In the middle of an exciting story of adventure, of which he, to the already prejudiced mind of his fair auditors, was evidently the hero, he stopped suddenly.
“It’s only some pack train passing the bridge on the lower trail,” explained Sylvester; “go on.”
“It may be my horse is a trifle oneasy in the stable,” said the alleged Kearney; “he ain’t used to boards and covering.” Heaven only knows what wild and delicious revelation lay in the statement of this fact, but the girls looked at each other with cheeks pink with excitement as Kearney arose, and, with quiet absence of ceremony, quitted the table.
“Ain’t he just lovely?” said Kate, gasping for breath, “and so witty.”
“Witty!” said the gentle May, with just the slightest trace of defiance in her sweet voice; “witty, my dear? why, don’t you see that his heart is just breaking with pathos? Witty, indeed; why, when he was speaking of that poor Mexican woman that was hung, I saw the tears gather in his eyes. Witty, indeed!”
“Tears,” laughed the cynical Sylvester, “tears, idle tears. Why, you silly children, the man is a man of the world, a philosopher, quiet, observant, unassuming.”
“Unassuming!” Was Sylvester intoxicated, or had the mysterious stranger mixed the “insane verb” with the family pottage? He returned before I could answer this self-asked inquiry, and resumed coolly his broken narrative. Finding myself forgotten in the man I had so long hesitated to introduce to my friends, I retired to rest early, only to hear, through the thin partitions, two hours later, enthusiastic praises of the new guest from the voluble lips of the girls, as they chatted in the next room before retiring.

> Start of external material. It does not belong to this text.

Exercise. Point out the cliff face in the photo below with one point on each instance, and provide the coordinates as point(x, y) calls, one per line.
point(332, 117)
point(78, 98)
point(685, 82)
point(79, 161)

At midnight I was startled by the sound of horses’ hoofs and the jingling of spurs below. A conversation between my host and some mysterious personage in the darkness was carried on in such a low tone that I could not learn its import. As the cavalcade rode away I raised the window.
“What’s the matter?”
“Nothing,” said Sylvester, coolly, “only another one of those playful homicidal freaks peculiar to the country. A man was shot by Cherokee Jack over at Lagrange this morning, and that was the sheriff of Calaveras and his posse hunting him. I told him I’d seen nobody but you and your friend. By the way, I hope the cursed noise hasn’t disturbed him. The poor fellow looked as if he wanted rest.”
I thought so, too. Nevertheless, I went softly to his room. It was empty. My impression was that he had distanced the sheriff of Calaveras about two hours.